There are also disadvantages. First, expensive machine training may be needed to implement this idea. Secondly, older doctors may face difficulties when switching to the new interface.

Read more about RICE and the Network Effect in this article by Anton Iokov from Targetprocess: “Enhancing prioritization with networks.”

Part 3. Creating a medical card concept

In this part, based on the research carried out, we will consider the peculiarities of some stages of concept creation. 


The patient’s medical record, accessed by the doctor, is divided into two areas, based on the initial problem — to quickly read all the information necessary for the visit.

On the right is a block with information about the patient. It reflects their physiological data, as well as diseases that strongly affect the possible treatment or limit contact with the patient, including allergies. This area, if necessary, can be supplemented with any relevant information and does not prevent navigation in the main area on the left.

On the left, there are several navigation options. The first is navigation through the main sections of the patient’s medical record: profile, diseases, tests, etc. It also has an additional indication of the presence of types of diseases according to the international classification of diseases.

Open dashboard with snippets

The second option is a special dashboard with a treatment history and widgets. With this tool, the doctor quickly identifies the patient’s latest interactions with medical structures and has access to all relevant data — from test results to assessment reports.
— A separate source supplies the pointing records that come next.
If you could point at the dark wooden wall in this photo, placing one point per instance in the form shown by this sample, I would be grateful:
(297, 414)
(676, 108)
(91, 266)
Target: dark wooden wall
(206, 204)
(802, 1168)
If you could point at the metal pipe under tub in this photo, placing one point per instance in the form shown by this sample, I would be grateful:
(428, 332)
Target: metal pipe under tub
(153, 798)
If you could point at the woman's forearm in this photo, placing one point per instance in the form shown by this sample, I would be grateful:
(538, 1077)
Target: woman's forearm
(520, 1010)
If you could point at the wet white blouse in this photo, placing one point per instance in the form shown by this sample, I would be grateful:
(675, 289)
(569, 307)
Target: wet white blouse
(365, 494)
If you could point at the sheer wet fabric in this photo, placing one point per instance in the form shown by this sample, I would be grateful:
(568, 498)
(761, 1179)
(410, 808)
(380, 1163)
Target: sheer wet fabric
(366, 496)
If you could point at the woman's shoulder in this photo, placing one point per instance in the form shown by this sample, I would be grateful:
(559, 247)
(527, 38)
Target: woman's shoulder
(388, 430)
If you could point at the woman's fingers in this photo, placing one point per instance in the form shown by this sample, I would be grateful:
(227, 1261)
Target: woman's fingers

At the same time, documents are also linked to prescriptions, so they can be found easily.

Doctors’ approaches may vary greatly, so we have thought about creating a custom dashboard with the necessary information for a particular doctor. For example, whether the patient is taking antibiotics or what the dynamics of a particular substance are in the tests. The variants of such events for the records are customized separately.

Open form for filling out documents

In order to reduce the time required to fill out medical records, we have abandoned the standard paper forms on the patient’s visit in favor of easier information input and interaction with databases of diagnostics and lab tests.

All the doctor has to do on this page is start typing (or press the voice input button). The system itself will offer the necessary options for document design: select frequently used headings or attach test results.

Hints on the process of document filling are contextual, depending on the specialization of the doctor.

Examples of interaction mechanics

In the interface, the doctor can:

1. Attach a document to a certain disease or problem.

2. Click the “add test results” button, open the adaptive, filtered data dashboard, and drag the test results into the document so they can be printed.

3. Get all the necessary information from the system to describe the drug treatment, make a diagnosis, and fill in complex data types.

4. Work in remote mode.

Remote work with the patient

Communication with the patient is not limited to chat or video communication. For example, the patient can check their test results in the chart using the snippet mechanics — data cards that are inserted into the body of the document or in the chat dialog box. And the doctor, using special forms, can form requests for measurements of health parameters, such as temperature, and record them in the system.

In summary

A consistent approach to solutions allows you to work successfully on tasks whose problem is expressed in abstract or implicit form. Communicating with users helps to rethink existing solutions and identify the places that need fundamental changes.

It is possible to invent your own methods of defining users’ needs or modernize the existing ones — everything depends on the context not only inside the task, but also in the area it originated from.

The concept that is developed must contain the prerequisites of a form used at different levels of interface interaction. It is necessary to highlight the basic scenarios and be able to execute them in a flexible way with a small set of interface primitives.